# Data Prep
This notebook is designed to get the 3 large datasets small enough to live in a git repository without needing git LFS.

**IF YOU ARE FOLLOWING ALONG, YOU DON'T NEED TO RUN THIS. THIS IS WHAT PRODUCES THE DATA IN THE `/Data` DIRECTORY**

The approach taken is to omit any data that did not occur in 2018 from the data files. 2018 was chosen to be after the addition of the Golden Knights and during a time in which we had `game_penalties.csv` data for that year (2018 is the last year of availability for that and Vegas came about in 2017)

## Download Data for Prep
We want to start with the full dataset which I've zipped up and stored in Azure Blob Storage.

In [20]:
import os

extract_directory = "../DataPrep"

# ensure the extract directory exists
if not os.path.exists(extract_directory):
    os.makedirs(extract_directory)

In [21]:
import requests

# Download the zip file
url = "https://longtermpublic.blob.core.windows.net/data/NHLData.zip"
print("Downloading data file...")
response = requests.get(url)

# Save the zip file
print("Saving data zip file...")
zip_file_path = extract_directory + "/NHLData.zip"
with open(zip_file_path, "wb") as file:
    file.write(response.content)

print("Downloaded complete.")

Downloading data file...
Saving data zip file...
Downloaded complete.


In [22]:
import zipfile

print('Extracting data files...')

with zipfile.ZipFile(zip_file_path, 'r') as zip_ref:
    zip_ref.extractall(extract_directory)

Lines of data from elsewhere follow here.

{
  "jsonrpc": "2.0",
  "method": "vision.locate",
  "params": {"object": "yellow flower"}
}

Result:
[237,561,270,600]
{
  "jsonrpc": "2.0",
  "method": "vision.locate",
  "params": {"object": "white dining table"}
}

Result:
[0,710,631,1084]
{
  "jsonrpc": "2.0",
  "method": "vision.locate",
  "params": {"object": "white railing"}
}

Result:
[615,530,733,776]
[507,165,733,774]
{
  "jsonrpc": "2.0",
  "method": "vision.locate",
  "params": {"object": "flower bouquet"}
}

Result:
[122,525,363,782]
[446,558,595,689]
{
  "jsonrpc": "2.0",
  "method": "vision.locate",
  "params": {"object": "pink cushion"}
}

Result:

print('Done extracting files')

Extracting data files...
Done extracting files


## Data Downsizing

In [23]:
import pandas as pd
import numpy as np

data_directory = '../Data'
year = 2018

In [24]:
# Lets start with game since it has the date
dfGame = pd.read_csv(extract_directory + "/game.csv")

# Add a year column
dfGame['date_time_GMT'] = pd.to_datetime(dfGame['date_time_GMT'])
dfGame['year'] = dfGame['date_time_GMT'].dt.year

dfGame = dfGame[dfGame['year'] == year]

# Save the game data
dfGame.to_csv(data_directory + "/game.csv", index=False)

In [25]:
# Let's go to game_plays next since it's the largest
dfGamePlays = pd.read_csv(extract_directory + "/game_plays.csv")
dfGamePlays['year'] = dfGamePlays['game_id'].astype(str).str[:4].astype(int)
dfGamePlays = dfGamePlays[dfGamePlays['year'] == year]
dfGamePlays.drop(columns=['year'], inplace=True)
dfGamePlays.to_csv(data_directory + "/game_plays.csv", index=False)

In [26]:
# Now we'll hit game_shifts
dfGameShifts = pd.read_csv(extract_directory + "/game_shifts.csv")
dfGameShifts['year'] = dfGameShifts['game_id'].astype(str).str[:4].astype(int)
dfGameShifts = dfGameShifts[dfGameShifts['year'] == year]
dfGameShifts.drop(columns=['year'], inplace=True)
dfGameShifts.to_csv(data_directory + "/game_shifts.csv", index=False)

In [27]:
# Next game plays players
dfGamePlaysPlayers = pd.read_csv(extract_directory + "/game_plays_players.csv")
dfGamePlaysPlayers['year'] = dfGamePlaysPlayers['game_id'].astype(str).str[:4].astype(int)
dfGamePlaysPlayers = dfGamePlaysPlayers[dfGamePlaysPlayers['year'] == year]
dfGamePlaysPlayers.drop(columns=['year'], inplace=True)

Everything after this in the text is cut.